Я уже не первый раз имела дело с Патрисом. Мне нравилось с ним работать, он рассказывал мне истории из своей молодости. В восьмидесятых он был активным участником движения “Социализм и университет”. Сделать политическую карьеру ему помешала природная сдержанность, и он стал журналистом – сначала в “Либерасьон”, затем – в “Канар аншене”; преодолев двухлетнюю депрессию, мешавшую ему работать, он начал принимать лекарства и бросил пить. Во время ремиссии бывший коллега по работе в “Канар” помог ему устроиться на телевидение, но в коллективе он так и не стал своим: его считали старым ворчуном. Он снова начал прикладываться к бутылке – кстати, и сейчас пил пиво.
По тому, как коротко и чуть ли не грубо он со мной поздоровался, я поняла, что Патрис в дурном настроении. Виновата в этом была не я и даже не Карлос, а та особа, у которой нам предстояло взять интервью для восьмичасовых новостей. Бывшая девушка по вызову, которой едва исполнилось двадцать лет.
– Она теперь называется “дизайнер”! – фыркнул Патрис. – А я тогда кто? Звезда балета? – И, повернувшись к бармену, парню в галстуке-бабочке и с пирсингом на губе, добавил: – Еще одно пиво. И кофе.
– Да уж… – согласилась я, пригубив обжигающий кофе. – Звучит не слишком заманчиво.
Я сказала Патрису, что впервые слышу об этой девице и ничего не знаю про скандал с несовершеннолетней проституткой и футболистами. Телевизора у меня нет, и я не интересуюсь командными видами спорта, как, впрочем, и любыми другими.

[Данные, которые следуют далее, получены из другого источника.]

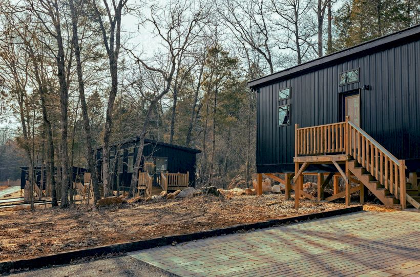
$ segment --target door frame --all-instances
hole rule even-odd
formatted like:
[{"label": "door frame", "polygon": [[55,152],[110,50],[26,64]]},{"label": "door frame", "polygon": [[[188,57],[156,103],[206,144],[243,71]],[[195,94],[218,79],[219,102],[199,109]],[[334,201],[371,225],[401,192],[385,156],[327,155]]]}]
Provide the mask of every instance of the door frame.
[{"label": "door frame", "polygon": [[[359,95],[359,116],[360,117],[360,128],[362,126],[362,90],[356,89],[348,91],[345,91],[339,94],[339,122],[346,121],[346,97],[348,96]],[[351,120],[351,118],[350,118]]]}]

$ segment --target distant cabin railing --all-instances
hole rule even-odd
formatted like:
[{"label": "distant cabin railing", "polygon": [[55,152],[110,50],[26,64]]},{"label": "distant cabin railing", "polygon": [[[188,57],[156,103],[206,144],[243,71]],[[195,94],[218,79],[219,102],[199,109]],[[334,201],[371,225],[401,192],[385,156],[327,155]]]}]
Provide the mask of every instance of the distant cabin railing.
[{"label": "distant cabin railing", "polygon": [[151,196],[153,183],[152,177],[148,172],[139,172],[137,195],[140,196],[140,190],[144,189],[145,196],[146,197]]},{"label": "distant cabin railing", "polygon": [[405,161],[398,160],[348,116],[338,123],[305,128],[296,124],[295,135],[296,156],[345,153],[406,203]]},{"label": "distant cabin railing", "polygon": [[179,172],[176,173],[161,173],[163,180],[165,180],[164,185],[165,187],[167,189],[178,188],[181,189],[182,188],[187,188],[188,185],[188,180],[190,180],[190,172],[187,171],[186,173],[180,173]]}]

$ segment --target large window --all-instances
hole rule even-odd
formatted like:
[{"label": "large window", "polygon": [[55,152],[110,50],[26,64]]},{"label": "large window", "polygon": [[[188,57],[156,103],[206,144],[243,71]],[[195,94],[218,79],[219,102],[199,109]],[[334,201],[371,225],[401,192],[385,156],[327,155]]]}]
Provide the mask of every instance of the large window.
[{"label": "large window", "polygon": [[279,100],[288,99],[290,97],[290,88],[286,88],[279,91]]},{"label": "large window", "polygon": [[352,69],[340,73],[340,85],[359,82],[359,69]]},{"label": "large window", "polygon": [[287,125],[290,123],[290,105],[279,107],[279,126]]}]

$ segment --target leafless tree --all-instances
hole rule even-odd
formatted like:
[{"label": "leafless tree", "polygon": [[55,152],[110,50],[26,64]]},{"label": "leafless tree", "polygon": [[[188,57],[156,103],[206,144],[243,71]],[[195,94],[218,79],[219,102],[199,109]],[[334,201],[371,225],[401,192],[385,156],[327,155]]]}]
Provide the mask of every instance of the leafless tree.
[{"label": "leafless tree", "polygon": [[316,29],[310,13],[311,5],[310,0],[271,0],[270,9],[278,17],[276,24],[282,33],[279,47],[296,52],[298,65],[311,57],[307,56],[315,50],[311,41]]}]

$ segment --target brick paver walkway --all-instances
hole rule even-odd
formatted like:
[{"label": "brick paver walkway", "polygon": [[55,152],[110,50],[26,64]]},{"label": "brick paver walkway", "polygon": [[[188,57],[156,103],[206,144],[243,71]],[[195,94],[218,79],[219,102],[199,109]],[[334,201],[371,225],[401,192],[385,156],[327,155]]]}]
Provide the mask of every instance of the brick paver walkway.
[{"label": "brick paver walkway", "polygon": [[360,212],[129,254],[183,276],[420,276],[420,212]]}]

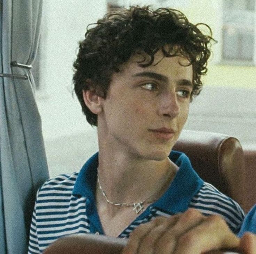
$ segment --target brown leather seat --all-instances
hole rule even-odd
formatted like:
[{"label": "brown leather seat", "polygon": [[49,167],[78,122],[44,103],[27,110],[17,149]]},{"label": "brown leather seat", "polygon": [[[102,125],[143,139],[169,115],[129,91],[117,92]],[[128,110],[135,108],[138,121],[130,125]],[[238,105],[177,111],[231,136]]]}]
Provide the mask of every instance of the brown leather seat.
[{"label": "brown leather seat", "polygon": [[256,148],[243,148],[245,163],[245,207],[248,212],[256,204]]},{"label": "brown leather seat", "polygon": [[201,178],[245,209],[243,154],[235,138],[208,132],[183,130],[174,150],[184,152]]}]

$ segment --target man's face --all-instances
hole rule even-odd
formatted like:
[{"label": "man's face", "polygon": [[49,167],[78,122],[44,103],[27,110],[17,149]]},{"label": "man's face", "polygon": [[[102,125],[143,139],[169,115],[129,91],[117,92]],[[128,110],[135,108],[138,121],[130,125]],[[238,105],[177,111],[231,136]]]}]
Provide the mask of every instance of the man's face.
[{"label": "man's face", "polygon": [[98,126],[100,138],[113,149],[160,160],[178,139],[187,118],[192,68],[179,56],[154,65],[162,56],[158,52],[153,64],[142,67],[141,56],[134,56],[112,75]]}]

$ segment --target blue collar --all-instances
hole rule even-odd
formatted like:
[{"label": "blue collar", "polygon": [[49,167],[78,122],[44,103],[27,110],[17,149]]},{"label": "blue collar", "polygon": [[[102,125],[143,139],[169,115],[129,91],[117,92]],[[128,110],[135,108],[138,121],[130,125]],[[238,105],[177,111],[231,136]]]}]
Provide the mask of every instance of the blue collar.
[{"label": "blue collar", "polygon": [[[93,203],[95,201],[98,156],[97,152],[83,165],[78,174],[72,193],[75,196],[86,197]],[[169,158],[179,169],[167,190],[151,206],[173,214],[187,209],[191,200],[203,182],[193,169],[189,159],[184,154],[172,151]]]}]

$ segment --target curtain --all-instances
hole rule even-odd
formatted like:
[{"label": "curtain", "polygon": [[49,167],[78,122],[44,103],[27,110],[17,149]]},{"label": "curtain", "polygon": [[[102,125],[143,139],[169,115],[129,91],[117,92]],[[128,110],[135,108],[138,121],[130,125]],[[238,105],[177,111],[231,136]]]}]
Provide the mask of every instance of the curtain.
[{"label": "curtain", "polygon": [[0,253],[15,254],[27,252],[36,191],[49,178],[30,69],[42,1],[0,2]]}]

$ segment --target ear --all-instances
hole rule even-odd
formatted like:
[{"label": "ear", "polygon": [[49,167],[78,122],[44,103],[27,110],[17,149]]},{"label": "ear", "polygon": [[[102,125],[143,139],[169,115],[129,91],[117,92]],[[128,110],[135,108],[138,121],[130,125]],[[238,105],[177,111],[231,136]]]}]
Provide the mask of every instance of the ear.
[{"label": "ear", "polygon": [[98,115],[102,111],[102,102],[104,99],[96,94],[94,89],[83,90],[83,101],[94,114]]}]

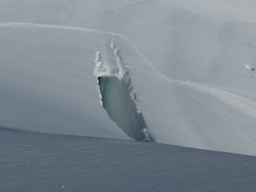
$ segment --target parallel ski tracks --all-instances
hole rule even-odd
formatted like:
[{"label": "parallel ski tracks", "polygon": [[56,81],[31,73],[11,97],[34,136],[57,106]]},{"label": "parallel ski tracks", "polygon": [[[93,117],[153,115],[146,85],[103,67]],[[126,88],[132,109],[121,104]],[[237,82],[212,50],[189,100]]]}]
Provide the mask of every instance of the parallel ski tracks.
[{"label": "parallel ski tracks", "polygon": [[[161,79],[171,83],[178,84],[189,87],[201,93],[208,95],[226,103],[242,113],[256,120],[256,102],[242,96],[231,93],[227,90],[249,93],[242,91],[232,89],[217,85],[201,84],[197,82],[185,82],[173,79],[165,75],[160,72],[136,48],[132,41],[119,34],[112,32],[98,30],[71,27],[53,24],[37,24],[28,23],[8,23],[0,24],[0,28],[31,28],[45,29],[64,30],[80,32],[92,32],[99,34],[109,34],[115,36],[124,40],[140,56],[144,63],[150,67],[154,72]],[[0,57],[2,58],[3,57]]]}]

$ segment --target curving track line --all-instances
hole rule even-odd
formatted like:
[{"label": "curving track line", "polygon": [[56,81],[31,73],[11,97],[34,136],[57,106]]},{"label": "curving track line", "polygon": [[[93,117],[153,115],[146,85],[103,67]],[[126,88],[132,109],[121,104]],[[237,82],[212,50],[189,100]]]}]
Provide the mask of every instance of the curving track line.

– В Йемене возобновились бомбежки, а меня посылают снимать телку, которая рисует модели трусов!
– Горячо, – кивнула я, имея в виду и кофе, и ситуацию в целом.
Патрис пустился в путаные объяснения: дескать, он хотел отказаться от этой работы, но ему надо платить за учебу дочери, потому что он хочет, чтобы она была свободной и независимой в нашем ужасном мире, превратившем женское тело в предмет торга. Все так же бурча себе под нос, он заплатил за мой кофе и свое пиво, бросив на стойку несколько монет, и свернул себе сигарету.
Мы пошли вверх по Елисейским Полям. Патрис ругался, что лучшая в мире улица стала похожа на аэропорт – какой-то дьюти-фри под открытым небом. Меня это нисколько не смущало, даже наоборот: посреди толпы туристов в розовых спортивных костюмах я чувствовала себя как на каникулах. Да и вообще я радовалась всему, что отвлекало меня от мыслей о Джорджии, которая так мне и не позвонила. Каждая секунда, отрывающая меня от нее, приносила облегчение; каждая мелочь способствовала моему освобождению; какое счастье, что я смотрю на Триумфальную арку, а не валяюсь в постели, с тоской глядя на молчащий телефон; как хорошо, что я пробираюсь сквозь толпу туристов, а не сижу перед компьютером, разыскивая в Гугле информацию о сотрудничестве Франции и Индии в области текстильной промышленности.